Molecular Partners AG is a clinical-stage biotech company developing DARPin® therapeutics, a new class of custom-built protein drugs designed to address challenges current modalities cannot. The Company has formed partnerships with leading pharmaceutical companies to advance DARPin® therapeutics in the areas of ophthalmology, oncology and infectious disease, and has compounds in various stages of clinical and preclinical development across multiple therapeutic areas.

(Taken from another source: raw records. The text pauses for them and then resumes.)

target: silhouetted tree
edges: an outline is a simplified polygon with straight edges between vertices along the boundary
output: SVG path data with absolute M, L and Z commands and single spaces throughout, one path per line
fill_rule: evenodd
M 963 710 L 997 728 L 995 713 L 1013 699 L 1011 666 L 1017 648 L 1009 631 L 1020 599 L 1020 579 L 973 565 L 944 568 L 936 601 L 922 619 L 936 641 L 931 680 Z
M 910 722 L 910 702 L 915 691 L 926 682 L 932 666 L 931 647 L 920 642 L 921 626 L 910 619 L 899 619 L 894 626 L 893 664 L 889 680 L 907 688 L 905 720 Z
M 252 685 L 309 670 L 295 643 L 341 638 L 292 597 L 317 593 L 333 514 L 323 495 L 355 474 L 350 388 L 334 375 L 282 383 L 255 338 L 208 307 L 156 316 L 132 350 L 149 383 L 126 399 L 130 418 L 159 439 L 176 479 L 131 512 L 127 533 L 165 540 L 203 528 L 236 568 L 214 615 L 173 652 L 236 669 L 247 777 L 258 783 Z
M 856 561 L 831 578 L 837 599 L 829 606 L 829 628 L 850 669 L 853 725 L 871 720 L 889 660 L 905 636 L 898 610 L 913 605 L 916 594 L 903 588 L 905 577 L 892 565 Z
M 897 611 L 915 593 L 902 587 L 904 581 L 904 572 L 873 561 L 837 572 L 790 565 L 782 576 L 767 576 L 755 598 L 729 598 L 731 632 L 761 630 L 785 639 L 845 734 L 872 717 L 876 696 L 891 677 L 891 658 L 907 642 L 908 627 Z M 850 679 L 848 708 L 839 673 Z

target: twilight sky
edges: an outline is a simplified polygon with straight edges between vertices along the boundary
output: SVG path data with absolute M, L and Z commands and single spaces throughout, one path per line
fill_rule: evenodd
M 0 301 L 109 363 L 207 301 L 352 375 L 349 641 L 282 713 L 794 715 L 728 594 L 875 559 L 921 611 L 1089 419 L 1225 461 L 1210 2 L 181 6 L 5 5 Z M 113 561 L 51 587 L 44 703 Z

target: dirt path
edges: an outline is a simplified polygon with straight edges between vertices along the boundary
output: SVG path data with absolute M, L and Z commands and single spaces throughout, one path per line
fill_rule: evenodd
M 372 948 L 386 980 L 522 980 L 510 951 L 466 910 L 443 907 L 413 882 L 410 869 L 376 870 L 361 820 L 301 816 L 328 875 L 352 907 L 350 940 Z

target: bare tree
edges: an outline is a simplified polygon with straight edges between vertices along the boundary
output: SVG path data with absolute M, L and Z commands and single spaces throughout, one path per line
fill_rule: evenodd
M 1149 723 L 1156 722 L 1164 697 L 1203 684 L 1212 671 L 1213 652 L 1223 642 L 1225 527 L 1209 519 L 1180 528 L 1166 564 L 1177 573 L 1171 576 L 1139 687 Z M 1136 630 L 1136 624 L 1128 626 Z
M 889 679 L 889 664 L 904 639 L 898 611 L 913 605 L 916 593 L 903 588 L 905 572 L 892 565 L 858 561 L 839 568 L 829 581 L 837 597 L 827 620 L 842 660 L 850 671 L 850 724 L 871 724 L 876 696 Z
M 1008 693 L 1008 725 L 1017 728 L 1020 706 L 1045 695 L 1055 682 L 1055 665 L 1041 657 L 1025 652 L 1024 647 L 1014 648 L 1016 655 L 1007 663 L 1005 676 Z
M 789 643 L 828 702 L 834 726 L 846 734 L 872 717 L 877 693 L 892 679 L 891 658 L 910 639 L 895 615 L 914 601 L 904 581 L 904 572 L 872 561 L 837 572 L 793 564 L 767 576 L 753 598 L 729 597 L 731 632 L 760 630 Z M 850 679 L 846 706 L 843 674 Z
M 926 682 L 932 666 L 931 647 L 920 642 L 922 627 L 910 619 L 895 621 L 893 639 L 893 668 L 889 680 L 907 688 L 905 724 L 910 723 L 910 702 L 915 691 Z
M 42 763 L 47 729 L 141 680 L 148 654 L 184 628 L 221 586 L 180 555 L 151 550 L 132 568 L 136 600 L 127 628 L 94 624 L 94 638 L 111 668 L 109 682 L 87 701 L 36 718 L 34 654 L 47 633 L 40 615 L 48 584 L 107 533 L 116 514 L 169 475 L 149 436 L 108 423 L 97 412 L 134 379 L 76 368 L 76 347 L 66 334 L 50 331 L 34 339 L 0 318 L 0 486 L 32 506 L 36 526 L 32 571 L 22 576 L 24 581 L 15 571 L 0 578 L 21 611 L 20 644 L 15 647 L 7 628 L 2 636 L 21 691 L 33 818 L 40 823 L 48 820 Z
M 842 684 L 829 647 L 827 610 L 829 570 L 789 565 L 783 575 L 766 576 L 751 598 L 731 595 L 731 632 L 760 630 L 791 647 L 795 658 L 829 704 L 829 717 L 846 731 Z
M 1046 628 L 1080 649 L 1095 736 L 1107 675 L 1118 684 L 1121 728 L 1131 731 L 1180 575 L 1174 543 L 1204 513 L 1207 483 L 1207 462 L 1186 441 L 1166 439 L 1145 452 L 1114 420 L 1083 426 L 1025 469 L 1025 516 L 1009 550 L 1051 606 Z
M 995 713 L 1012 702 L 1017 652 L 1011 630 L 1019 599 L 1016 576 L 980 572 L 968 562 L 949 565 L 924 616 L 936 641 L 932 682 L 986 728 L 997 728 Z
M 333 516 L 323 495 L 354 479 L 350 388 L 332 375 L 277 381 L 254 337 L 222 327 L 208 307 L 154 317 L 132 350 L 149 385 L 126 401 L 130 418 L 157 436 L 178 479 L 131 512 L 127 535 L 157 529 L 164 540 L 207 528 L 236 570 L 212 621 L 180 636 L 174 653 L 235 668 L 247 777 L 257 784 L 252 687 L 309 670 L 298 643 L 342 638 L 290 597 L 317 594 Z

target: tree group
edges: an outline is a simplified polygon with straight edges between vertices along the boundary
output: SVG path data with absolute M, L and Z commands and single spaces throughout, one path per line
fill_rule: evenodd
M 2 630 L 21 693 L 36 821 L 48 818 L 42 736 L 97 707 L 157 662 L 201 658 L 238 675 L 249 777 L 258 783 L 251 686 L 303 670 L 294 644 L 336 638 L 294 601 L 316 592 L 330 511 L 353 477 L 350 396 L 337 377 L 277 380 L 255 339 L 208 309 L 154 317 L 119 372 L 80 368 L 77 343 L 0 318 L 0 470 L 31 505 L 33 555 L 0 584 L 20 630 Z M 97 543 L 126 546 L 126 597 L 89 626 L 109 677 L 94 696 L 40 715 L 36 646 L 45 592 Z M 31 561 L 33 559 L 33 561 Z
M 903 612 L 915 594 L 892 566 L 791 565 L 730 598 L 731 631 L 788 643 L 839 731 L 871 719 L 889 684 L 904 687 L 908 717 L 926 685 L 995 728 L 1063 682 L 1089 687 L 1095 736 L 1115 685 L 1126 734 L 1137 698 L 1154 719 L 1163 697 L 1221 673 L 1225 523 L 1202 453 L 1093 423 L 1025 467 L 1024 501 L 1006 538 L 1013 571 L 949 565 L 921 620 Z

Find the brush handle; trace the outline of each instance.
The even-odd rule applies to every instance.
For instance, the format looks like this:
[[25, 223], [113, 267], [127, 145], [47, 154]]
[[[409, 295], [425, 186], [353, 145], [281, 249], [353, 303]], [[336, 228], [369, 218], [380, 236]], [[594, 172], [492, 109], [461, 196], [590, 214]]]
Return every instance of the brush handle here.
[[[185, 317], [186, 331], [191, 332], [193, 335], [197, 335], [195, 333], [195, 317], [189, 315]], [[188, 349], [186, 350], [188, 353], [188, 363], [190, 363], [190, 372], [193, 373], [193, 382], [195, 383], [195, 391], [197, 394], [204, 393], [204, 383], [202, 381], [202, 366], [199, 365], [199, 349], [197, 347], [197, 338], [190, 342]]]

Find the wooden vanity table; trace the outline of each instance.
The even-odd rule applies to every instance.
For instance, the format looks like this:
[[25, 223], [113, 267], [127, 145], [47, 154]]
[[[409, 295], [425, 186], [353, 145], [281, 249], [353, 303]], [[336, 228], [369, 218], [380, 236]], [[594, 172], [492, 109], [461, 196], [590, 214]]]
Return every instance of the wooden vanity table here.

For further details, please contact:

Investors:
Seth Lewis
seth.lewis@molecularpartners.com
Tel: +1 781 420 2361

Media:
Shai Biran, Ph.D.
shai.biran@molecularpartners.com
Tel: +1 978 254 6286

Thomas Schneckenburger, European IR & Media
thomas.schneckenburger@molecularpartners.com
Tel: +41 79 407 9952

Forward-looking statements

This press release may contain certain forward-looking statements relating to the company and its business. Although the company believes its expectations are based on reasonable assumptions, all statements other than statements of historical fact included in this press release about future events are subject to (i) change without notice and (ii) factors beyond the company’s control. These statements may include, without limitation, any statements preceded by, followed by, or including words such as “target,” “believe,” “expect,” “aim,” “intend,” “may,” “anticipate,” “estimate,” “plan,” “project,” “will,” “can have,” “likely,” “should,” “would,” “could”, and other words and terms of similar meaning or the negative thereof. Forward-looking statements involve certain risks, uncertainties and other factors which could cause the actual results, financial condition, performance or achievements of the company to be materially different from those expressed or implied by such statements. Readers should therefore not place undue reliance on these statements, particularly not in connection with any contract or investment decision. Except as required by law, the company assumes no obligation to update any such forward-looking statements, or to update the reasons actual results could differ materially from those anticipated in the forward-looking statements, even if new information becomes available in the future.